Our Lady Periyanayagi [Mary Major] Church in Konankuppam, Tamil Nadu, consists of around 350 families. The parish includes two substations with a chapel and encompasses another seven villages.
“It worries most people to buy new Christmas clothes for their children. Most of the Catholics in the parish are Dalits and poor,” said the pastor, Father Devasagayaraj M. Zackarias, the former national secretary of the commission for disadvantaged castes of the Bishops’ Conference of India.
Dalits is the term used for the lowest members of Hinduism’s caste system, and were formerly known as “Untouchables.”
“Only a handful of people are paid monthly salaries. When some children go for Christmas Mass with new clothes, the poor people do not want their children disappointed since they do not have new clothes. So, they try their level best to go for a daily wage, earn some money and get clothes for their children. Some of them get loans from their neighbors and buy new clothes,” he told Crux.
The priest said that heavy flooding this year led to the destruction of many homes, which are made out of mud.
“It is a huge loss for the people where they do not have a place to sleep, suffering like Mother Mary and St. Joseph. An elderly couple lost their house since their house, which was a hut, completely collapsed,” he said.
An appeal was made to the members of the parish, who provided $2000 to build a one room house with cement blocks and a tin roof.
“This will be the Christmas gift by the parish to the poor couple,” the priest said.
He added that the Saint Vincent De Paul Society gave money to another four families who lost their homes in the flooding.
“We have also appealed to some well-wishers and pilgrims to help 24 more families whose mud walls collapsed. I am sure that these people will experience the meaning of Christmas in our parish besides all the external celebrations. Thus, our Christmas will be a celebration of walking together with the people who suffered a lot due to the flood,” he said.
Our Lady Periyanayagi Church is an 18th century shrine that has been a center of Marian devotion in southern India for centuries.

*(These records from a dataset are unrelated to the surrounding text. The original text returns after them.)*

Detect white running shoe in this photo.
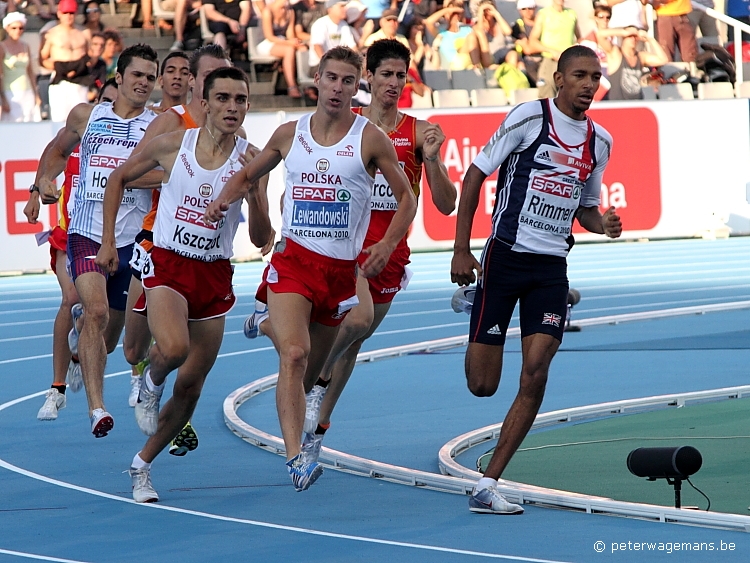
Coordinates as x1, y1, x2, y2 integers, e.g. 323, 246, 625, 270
91, 409, 115, 438
302, 385, 328, 434
300, 432, 323, 463
135, 366, 164, 436
65, 360, 83, 393
68, 303, 83, 356
128, 375, 141, 407
244, 299, 268, 339
469, 487, 523, 514
128, 467, 159, 502
286, 454, 323, 493
451, 285, 477, 315
36, 387, 66, 420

Zackarias noted that in his parish, most of the decorations are centered on the parish church and other chapels, as opposed to people’s homes.
“Unlike the towns we can find stars only in one or two houses,” the priest said.
He also said the young people have been decorating the parish nativity scene in the native style of the Tamil people.
“They prepare a hut with hay resembling their own poor houses for the crib. They show their creativity in the crib. They do inculturation by growing rice, millet plants on the floor to make a grass bed to show the shepherds’ field,” the priest explained.
“In some parishes a theme is chosen for the crib decoration. In 2020, with the guidance of the assistant parish priest Father Olil, the youth prepared the crib in the form of a coronavirus, fixing a star on the top of the virus depicting that the birth of Jesus will break through the huddles of pandemic. This year they have chosen the theme of synodality, which will show that all kinds of people walk together to see the child Jesus,” he said.